Page 47 of Lost In Kakadu

He looked at her until their eyes met. “I’m not going anywhere.” He removed the pan from the heat, stabbed one of the mushrooms with his stick and blew on it.

“Here goes.” He slipped the meaty fungus into his mouth. The warm mushroom had softened with cooking. It tasted similar to an ordinary field mushroom and the sauce from the flower was sweet.

Rodney would love this.

His heart constricted at the thought. Mushrooms were one of Rodney’s favourite vegetables and the realisation that Rodney was gone hit him with brutal clarity. His throat closed in, breathing grew difficult.

Why did Rodney die? He was a good man.

Rodney never hurt anyone. In fact, he’d dedicated his life to helping people. Mackenzie swallowed hard, determined not to cry right now. The time for crying would be after Rodney was buried.

“How is it?” Abigail’s voice snapped him back.

“It’s fine.” He swallowed another mushroom along with a great lump of guilt, knowing Rodney would’ve wanted him to live. Spearing another one from the pan, he ate it like a shish-kebab. Deciding to risk just one more he stabbed the largest, which was about the size of his palm. “So now we just wait and see.” Rubbing his thighs, he leanedforward to stretch his lower back. “We need to keep digging the graves. Are you ready?”

“No.”

“Me neither. But we have no choice.” He got to his feet, tossed the remainder of the mushrooms into the bushes and before he could procrastinate any longer, he picked up their makeshift shovel and stepped into the hole.

For hours he laboured in the dirt and the hole gradually increased in size and depth. He took off his shirt when rivers of dirt-laden sweat trickled down his arms and legs. But he had no intention of stopping until the grave was finished. Every part of him begged to stop but he couldn’t bear the thought of waking up to the hideous task tomorrow.

A rumble in his stomach concerned him, but he couldn’t decide if it was hunger pains or something worse. He carried on regardless, blocking it out as he pounded the earth, digging to a morbid rhythm, riding a wave of emotions—fury over their situation, fear of dying, grief over Rodney’s death, hunger, tiredness and most of all, his intense desire to survive. His body trembled from sheer exhaustion, and he crumbled into a shattered heap on the edge of the grave.

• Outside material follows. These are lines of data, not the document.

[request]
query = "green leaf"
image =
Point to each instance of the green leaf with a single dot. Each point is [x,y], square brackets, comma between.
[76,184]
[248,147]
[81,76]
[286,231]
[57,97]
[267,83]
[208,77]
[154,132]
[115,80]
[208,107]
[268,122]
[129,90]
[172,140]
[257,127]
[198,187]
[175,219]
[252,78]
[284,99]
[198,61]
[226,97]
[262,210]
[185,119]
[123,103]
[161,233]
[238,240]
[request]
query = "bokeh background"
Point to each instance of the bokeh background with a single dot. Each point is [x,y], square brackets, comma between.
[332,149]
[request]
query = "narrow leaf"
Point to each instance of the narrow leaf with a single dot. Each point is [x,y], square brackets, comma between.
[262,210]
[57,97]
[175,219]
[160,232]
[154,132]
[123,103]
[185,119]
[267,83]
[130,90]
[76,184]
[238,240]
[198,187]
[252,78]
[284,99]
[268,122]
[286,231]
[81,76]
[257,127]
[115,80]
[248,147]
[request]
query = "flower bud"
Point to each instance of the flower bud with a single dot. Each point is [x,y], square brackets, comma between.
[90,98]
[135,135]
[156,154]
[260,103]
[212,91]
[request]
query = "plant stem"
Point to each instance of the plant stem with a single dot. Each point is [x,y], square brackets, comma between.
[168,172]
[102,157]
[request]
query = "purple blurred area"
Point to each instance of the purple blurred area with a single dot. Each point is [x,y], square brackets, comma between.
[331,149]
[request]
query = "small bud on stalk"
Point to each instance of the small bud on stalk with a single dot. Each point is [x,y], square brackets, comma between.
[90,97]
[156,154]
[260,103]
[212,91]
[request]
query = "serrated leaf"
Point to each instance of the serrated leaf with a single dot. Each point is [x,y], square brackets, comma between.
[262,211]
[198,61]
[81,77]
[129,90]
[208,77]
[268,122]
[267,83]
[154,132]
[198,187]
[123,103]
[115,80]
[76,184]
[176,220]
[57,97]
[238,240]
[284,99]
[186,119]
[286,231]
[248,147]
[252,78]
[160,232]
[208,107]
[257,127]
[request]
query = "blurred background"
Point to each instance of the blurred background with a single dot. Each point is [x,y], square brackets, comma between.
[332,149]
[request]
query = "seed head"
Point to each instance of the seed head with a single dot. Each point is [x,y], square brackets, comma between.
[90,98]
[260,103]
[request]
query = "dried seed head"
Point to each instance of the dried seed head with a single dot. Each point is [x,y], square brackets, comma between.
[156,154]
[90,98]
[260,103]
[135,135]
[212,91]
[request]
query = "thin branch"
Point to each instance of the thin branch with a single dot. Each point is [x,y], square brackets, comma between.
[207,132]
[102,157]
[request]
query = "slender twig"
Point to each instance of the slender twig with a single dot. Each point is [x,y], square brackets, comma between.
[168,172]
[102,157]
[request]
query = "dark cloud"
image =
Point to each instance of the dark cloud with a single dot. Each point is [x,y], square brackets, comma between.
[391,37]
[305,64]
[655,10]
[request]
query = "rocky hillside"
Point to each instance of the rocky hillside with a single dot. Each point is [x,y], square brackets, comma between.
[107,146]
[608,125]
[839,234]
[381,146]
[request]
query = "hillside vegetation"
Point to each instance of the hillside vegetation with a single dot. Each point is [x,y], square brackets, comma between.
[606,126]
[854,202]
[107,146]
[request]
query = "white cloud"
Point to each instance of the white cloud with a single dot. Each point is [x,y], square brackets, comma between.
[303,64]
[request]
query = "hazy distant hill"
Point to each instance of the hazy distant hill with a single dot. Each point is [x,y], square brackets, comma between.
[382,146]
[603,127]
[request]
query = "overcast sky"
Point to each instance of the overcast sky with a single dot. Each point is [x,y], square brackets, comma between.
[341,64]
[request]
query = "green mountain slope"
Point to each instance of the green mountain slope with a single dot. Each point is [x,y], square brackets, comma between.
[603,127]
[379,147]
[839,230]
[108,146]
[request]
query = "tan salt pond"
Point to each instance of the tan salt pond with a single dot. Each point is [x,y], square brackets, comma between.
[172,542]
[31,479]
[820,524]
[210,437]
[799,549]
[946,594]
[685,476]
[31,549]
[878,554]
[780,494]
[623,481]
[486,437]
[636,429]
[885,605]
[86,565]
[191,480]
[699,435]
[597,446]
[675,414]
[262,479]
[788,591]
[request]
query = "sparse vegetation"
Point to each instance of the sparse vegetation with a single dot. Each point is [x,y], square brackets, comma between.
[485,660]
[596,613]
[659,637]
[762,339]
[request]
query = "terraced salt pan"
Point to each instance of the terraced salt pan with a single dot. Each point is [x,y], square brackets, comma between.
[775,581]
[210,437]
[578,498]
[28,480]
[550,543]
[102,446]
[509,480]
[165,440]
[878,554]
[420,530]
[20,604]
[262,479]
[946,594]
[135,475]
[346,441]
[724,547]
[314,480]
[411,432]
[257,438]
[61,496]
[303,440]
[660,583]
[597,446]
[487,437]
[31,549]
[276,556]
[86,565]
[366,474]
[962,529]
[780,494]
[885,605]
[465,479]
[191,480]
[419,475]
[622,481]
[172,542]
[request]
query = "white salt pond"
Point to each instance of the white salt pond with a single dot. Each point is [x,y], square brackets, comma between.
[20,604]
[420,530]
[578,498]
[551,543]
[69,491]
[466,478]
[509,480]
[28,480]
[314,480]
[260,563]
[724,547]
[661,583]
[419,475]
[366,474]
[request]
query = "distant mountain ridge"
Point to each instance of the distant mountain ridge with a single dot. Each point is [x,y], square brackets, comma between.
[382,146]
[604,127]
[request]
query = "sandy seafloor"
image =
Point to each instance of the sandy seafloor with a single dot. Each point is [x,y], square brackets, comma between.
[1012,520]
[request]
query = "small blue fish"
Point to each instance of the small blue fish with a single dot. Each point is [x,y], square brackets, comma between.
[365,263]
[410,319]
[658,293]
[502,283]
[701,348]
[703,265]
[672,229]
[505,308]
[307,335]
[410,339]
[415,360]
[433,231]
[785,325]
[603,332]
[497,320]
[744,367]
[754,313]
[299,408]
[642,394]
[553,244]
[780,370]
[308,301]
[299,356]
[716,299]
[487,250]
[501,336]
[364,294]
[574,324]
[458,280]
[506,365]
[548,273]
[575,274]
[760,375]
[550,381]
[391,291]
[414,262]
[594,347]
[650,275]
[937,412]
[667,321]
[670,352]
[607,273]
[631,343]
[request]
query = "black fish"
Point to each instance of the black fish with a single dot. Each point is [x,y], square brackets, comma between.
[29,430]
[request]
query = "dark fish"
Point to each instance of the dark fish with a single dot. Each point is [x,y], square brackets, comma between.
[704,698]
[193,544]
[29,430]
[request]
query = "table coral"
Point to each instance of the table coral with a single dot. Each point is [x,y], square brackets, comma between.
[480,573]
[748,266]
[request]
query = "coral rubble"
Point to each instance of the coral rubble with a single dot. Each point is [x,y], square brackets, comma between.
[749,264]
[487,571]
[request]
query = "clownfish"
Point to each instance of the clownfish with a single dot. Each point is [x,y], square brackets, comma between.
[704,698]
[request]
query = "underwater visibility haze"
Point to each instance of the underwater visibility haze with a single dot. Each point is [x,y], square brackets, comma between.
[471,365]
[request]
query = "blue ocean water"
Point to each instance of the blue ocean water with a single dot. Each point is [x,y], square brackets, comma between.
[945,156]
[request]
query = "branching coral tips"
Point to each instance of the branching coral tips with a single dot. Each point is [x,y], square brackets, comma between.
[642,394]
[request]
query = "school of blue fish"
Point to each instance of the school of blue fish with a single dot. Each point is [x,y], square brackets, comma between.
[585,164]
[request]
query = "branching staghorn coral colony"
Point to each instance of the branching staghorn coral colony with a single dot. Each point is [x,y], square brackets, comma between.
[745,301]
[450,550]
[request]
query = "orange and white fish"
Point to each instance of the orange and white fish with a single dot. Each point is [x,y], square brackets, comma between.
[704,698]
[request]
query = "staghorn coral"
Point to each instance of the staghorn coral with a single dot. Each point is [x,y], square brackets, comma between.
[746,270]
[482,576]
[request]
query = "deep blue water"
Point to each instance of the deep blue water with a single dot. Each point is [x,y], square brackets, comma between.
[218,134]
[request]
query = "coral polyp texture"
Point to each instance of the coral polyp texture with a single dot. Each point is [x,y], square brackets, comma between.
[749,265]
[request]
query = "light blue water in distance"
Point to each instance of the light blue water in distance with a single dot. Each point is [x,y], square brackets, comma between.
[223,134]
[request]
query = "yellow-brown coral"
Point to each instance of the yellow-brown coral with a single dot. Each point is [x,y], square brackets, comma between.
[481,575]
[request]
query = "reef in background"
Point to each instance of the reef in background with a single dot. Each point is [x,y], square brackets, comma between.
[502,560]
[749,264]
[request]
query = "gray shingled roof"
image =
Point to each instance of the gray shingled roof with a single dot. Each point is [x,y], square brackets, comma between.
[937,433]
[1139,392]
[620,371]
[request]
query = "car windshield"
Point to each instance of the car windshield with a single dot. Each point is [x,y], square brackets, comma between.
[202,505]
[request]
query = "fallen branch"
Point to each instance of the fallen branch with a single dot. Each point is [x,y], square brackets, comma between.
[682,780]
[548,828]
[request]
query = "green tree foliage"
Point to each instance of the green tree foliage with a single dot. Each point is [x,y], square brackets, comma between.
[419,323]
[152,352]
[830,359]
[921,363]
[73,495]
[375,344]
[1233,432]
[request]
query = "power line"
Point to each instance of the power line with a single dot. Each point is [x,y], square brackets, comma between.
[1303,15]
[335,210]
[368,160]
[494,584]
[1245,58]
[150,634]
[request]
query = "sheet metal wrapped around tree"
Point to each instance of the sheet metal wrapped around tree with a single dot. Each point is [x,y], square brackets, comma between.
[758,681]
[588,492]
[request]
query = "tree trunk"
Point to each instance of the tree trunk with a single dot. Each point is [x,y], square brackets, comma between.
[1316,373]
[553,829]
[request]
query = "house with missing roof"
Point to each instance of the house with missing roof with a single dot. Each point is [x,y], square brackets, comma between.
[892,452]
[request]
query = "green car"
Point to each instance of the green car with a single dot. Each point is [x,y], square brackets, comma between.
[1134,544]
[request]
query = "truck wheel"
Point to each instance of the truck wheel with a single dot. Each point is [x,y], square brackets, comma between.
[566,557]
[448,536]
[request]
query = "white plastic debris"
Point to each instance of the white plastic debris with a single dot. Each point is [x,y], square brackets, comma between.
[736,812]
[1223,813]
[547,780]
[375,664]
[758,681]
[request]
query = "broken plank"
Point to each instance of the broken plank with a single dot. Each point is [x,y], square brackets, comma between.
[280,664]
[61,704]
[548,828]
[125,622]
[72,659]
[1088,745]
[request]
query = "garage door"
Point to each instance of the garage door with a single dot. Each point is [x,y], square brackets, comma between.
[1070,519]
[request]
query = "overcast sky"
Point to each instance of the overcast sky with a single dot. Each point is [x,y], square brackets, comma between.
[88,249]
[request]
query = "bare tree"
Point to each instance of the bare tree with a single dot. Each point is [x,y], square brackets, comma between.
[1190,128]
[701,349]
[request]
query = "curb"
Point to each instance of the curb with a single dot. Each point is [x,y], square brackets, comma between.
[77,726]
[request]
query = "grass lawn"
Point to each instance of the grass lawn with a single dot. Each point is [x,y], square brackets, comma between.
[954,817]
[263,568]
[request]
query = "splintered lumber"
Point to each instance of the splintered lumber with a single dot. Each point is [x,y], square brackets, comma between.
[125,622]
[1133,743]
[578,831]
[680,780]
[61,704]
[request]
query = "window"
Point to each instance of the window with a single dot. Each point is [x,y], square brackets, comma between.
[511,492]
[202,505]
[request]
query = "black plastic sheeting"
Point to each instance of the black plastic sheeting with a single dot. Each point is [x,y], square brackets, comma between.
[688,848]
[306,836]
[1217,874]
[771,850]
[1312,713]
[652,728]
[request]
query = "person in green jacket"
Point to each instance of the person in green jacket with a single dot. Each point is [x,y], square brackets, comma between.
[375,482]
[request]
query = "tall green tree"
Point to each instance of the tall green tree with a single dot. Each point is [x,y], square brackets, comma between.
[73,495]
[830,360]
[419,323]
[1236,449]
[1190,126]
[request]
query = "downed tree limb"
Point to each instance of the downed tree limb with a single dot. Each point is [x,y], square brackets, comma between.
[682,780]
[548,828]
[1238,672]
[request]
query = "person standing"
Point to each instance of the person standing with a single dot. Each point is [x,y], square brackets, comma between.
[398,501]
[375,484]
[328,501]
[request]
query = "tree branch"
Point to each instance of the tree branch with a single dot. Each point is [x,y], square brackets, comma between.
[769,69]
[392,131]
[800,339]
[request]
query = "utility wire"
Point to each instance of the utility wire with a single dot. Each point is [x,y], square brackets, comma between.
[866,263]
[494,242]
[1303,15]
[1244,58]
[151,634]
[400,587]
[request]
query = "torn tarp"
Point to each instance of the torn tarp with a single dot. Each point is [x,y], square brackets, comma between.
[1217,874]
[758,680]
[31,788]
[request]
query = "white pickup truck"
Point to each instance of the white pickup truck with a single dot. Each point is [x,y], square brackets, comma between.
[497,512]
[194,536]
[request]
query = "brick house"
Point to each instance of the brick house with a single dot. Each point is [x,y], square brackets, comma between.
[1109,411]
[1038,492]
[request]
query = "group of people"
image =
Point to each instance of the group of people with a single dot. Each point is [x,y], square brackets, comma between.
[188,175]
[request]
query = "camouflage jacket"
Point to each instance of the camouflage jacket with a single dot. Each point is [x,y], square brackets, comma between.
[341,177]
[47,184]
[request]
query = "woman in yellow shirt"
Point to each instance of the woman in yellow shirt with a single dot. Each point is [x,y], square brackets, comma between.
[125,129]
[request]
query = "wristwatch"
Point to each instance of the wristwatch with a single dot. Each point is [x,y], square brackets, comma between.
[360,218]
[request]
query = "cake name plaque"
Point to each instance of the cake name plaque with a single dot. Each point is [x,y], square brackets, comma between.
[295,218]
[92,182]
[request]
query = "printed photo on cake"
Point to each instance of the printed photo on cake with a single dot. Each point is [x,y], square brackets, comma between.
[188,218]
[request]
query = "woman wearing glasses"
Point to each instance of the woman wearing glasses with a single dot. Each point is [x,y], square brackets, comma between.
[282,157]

To his surprise, Abigail picked up the tool, stepped into the hole and dug into the compacted earth. She didn’t complain as her movements stiffened with each shovelful. Her clenched jaw failed to mask the pain on her face, and he fetched a water bottle. When she paused to accept it, she wiped her forehead leaving a dirty brown streak in its path. Her hands were shaking.

Mackenzie reached for her, and her eyes were numb from emotion, as if everything she’d felt before she stepped into the hole had been sucked into the pit.

He helped her from the ground, and with his arm around her waist guided her to a spot by the fire. She sat down, drew her legs up and wrapped her arms around them with her chin on her knees.

Mackenzie knelt beside her. “Are you okay?”

Her chin quivered as she shook her head slowly.

He placed his hand on her cheek and when one of her tears trickled from her eyelashes, he wiped it away.

The dam burst and Abigail sobbed.

Mackenzie wrapped his arms around her, and she hugged him andas they embraced, each with their chins on the others shoulder, he inhaled the sweet scent of her hair as her damp tears fell upon his back.

They cried together for what seemed like an eternity.

Mackenzie couldn’t cry anymore, but he still held onto Abigail until her breathing returned to normal. When she finally pulled back, he looked at the wet eyelashes that lined her red eyes and for the first time he noticed a spattering of freckles across her nose.

He liked them. It gave her a sense of naturalness.

“Are you okay now?” He rubbed her upper arm.

She sucked in a shaky breath and nodded.

“You stay here. I’m going to finish it. Okay?”

“Okay.”

He stood and although he was exhausted, he was also determined.

He returned to the grave and stepped into the hole.

Eventually the pit grew to a one metre by two metre rectangle that was barely one metre deep. The ground was simply too hard to dig the hole any deeper. They had no alternative but to lay the bodies on top of each other.